Fredric Smoler in American Heritage has a thoughtful review of A.C. Grayling's new book, Among the Dead Cities: The History and Moral Legacy of the WWII Bombing of Civilians in Germany and Japan. Dr. Grayling was born after World War II, in 1949… But I'm not sure even being alive during the Blitz would have made him appreciate its real significance. After all, his sort of presumptuous, ungrateful, just-short-of-pacifism- emasculated caricature of Just War theory has a long pedigree in analytic philosophy. The philosopher G.E. Anscombe similarly protested against Oxford's granting of an honorary degree to President Truman in 1956, who in her eyes was a "mass murderer".
Before John Rawls wrote his Theory of Justice analytic philosophers stayed largely aloof from actual, real life policy disputes, generally adopting a vague, leftism when they did so enter. The tone was still often aloof and theoretical– one example that comes to mind is Bertrand Russell's calling for the U.S. to bomb the Soviet Union out of existence with nukes, then later calling for the U.S. to totally eliminate its own nuclear stockpile. Anscombe herself was in many ways a great philosopher who made virtue ethics respectable again within analytic philosophy. But she failed to heed the lessons of the founder of virtue ethics in this case.
Aristotle refused to give moral rules as absolutes for any given situation, because he recognized what Kant did not– that at some point, one might have to lie– for instance, to save an Anne Frank, the whereabouts of whom are being asked about by Nazis.
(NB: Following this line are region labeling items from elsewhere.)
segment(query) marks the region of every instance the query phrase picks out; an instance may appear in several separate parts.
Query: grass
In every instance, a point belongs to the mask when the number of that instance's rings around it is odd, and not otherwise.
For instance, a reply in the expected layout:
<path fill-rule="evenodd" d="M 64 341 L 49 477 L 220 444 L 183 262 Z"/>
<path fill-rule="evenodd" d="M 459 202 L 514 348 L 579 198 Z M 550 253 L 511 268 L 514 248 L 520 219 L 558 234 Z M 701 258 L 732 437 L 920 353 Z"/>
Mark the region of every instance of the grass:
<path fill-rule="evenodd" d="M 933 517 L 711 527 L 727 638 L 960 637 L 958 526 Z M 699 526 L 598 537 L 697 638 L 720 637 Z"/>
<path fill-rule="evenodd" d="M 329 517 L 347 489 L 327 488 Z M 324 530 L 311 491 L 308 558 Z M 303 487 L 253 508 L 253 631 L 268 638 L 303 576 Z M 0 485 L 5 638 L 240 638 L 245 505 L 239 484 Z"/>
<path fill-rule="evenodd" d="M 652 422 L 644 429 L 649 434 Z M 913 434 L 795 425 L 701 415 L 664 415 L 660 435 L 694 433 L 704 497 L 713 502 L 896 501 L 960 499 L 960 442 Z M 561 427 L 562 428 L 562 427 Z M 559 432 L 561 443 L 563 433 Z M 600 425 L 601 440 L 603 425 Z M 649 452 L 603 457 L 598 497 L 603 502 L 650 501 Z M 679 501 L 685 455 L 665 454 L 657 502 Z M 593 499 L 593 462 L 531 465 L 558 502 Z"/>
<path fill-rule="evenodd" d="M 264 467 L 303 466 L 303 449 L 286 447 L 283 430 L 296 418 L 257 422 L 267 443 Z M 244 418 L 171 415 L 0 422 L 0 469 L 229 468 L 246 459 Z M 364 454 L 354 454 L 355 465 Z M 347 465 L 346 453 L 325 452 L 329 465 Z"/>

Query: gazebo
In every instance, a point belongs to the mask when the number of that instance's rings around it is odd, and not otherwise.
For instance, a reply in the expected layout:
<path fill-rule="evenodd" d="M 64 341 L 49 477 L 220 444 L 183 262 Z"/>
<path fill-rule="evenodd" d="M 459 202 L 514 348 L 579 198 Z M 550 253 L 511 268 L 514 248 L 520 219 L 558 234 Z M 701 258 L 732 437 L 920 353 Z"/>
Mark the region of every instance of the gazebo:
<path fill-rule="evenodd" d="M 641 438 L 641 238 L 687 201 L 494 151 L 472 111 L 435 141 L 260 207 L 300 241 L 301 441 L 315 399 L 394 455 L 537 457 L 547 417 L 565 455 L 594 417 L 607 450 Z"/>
Instead, Aristotle said that one must inculcate instincts based upon the great and small virtues as best as one can and then act upon those instincts. After Rawls published his opus, some of the Olympian Ivory tower attitude of analytic philosophy started to fade as philosophers became "applied philosophers"— people who tried to use philosophy to solve real-life problems and became advisors in the government and even the private sector at times and therefore had to have a more realistic take than Mrs. Anscombe had. However, much of it still obviously remains and A.C. Grayling is proof of that. In fact, his reflexive leftism appears to have been strengthened by experiences such as being a Davos World Economic fellow.
A typical conclusion from Grayling would and does go something like this: "European capitalism is much more efficient than the Anglo-American model, if you look at the larger, fuller picture"– a conclusion he is able to establish only by looking at a much more narrow, smaller picture than exists. In short, he is an academic peacock, driven by what he wishes were so rather than reality. What else is new?